Fast forward 20 years to a 2018 PeerCon meeting in Seattle, attended by Greg Sawka, president and CEO of Bancroft Construction Co., an original member of the group and the construction manager for Longwood. While at the meeting, Sawka was in the throes of preconstruction planning for the job back in Kennett Square, Pa. It was, hands down, the firm’s largest and trickiest project.

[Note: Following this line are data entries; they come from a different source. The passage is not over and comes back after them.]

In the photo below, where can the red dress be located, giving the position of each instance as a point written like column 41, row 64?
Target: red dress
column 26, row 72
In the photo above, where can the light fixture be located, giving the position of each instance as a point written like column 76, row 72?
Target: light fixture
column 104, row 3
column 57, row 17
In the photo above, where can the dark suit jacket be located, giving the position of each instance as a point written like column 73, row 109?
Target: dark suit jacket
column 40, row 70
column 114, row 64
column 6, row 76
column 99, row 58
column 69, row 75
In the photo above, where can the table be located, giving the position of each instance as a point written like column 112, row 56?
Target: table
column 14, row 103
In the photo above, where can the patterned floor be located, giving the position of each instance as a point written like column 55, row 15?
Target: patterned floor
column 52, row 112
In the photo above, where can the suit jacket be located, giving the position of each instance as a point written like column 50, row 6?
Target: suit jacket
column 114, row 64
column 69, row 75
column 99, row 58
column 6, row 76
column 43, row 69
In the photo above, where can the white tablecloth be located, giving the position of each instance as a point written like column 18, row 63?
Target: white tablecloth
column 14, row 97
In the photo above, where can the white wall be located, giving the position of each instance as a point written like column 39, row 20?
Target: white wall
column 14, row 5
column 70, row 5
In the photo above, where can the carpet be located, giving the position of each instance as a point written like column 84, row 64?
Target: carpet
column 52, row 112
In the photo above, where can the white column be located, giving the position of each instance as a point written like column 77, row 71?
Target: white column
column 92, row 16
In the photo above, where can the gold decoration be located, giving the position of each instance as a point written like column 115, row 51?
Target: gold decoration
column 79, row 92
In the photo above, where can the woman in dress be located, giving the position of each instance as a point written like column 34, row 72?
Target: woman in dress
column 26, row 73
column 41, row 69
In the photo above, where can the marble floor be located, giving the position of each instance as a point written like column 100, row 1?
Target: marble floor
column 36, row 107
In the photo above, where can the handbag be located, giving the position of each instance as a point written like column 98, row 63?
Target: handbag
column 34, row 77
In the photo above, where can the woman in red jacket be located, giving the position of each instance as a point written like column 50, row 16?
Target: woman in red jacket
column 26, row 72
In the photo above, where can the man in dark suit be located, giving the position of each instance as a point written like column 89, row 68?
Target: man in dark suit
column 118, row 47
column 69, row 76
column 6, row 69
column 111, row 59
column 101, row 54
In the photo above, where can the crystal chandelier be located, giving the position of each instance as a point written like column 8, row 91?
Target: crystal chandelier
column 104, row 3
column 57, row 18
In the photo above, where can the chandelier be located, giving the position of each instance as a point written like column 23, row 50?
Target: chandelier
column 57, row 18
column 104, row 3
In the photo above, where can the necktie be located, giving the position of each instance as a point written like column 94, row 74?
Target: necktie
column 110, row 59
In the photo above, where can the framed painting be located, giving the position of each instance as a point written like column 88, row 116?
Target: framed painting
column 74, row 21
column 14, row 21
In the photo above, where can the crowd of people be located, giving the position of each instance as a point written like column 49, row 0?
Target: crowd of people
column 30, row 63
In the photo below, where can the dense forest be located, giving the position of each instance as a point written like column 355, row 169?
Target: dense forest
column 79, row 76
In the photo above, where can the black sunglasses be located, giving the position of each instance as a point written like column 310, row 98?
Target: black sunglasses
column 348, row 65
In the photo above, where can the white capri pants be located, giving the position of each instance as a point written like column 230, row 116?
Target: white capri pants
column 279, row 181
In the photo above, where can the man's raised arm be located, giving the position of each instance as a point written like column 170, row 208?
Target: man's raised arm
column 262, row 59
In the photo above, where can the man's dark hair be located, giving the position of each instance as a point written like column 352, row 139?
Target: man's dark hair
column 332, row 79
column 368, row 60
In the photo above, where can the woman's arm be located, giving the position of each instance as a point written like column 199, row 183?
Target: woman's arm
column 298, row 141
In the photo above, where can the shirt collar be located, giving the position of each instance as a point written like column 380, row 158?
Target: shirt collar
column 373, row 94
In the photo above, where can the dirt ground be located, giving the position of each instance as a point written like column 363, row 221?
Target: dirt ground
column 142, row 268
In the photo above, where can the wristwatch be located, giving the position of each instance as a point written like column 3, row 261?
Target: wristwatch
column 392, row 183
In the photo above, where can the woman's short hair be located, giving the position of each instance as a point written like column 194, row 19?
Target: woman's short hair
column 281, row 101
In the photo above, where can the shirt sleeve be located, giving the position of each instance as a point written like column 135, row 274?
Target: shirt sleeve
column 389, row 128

The biggest nut to crack was the 32,000-sq-ft West Conservatory, an expressed-steel glasshouse, designed by Weiss/Manfredi Architecture. The icon of Longwood Reimagined, set to open Nov. 22, has a subtly asymmetric pleated roof with doubly curved members, little repetition and tight tolerances.

The project, further complicated by a garden that would be open to the public during construction, has seven main parts indoors and out, including a total of 190,000 sq ft in five different building types that are interconnected via concrete tunnels to a common basement utility plant under the glasshouse.

The sprawling program was so multifaceted that Sawka figured Bancroft needed help. So in Seattle, in a break from PeerCon tradition, he broached the idea of partnering with another original member, GH Phipps Construction Cos.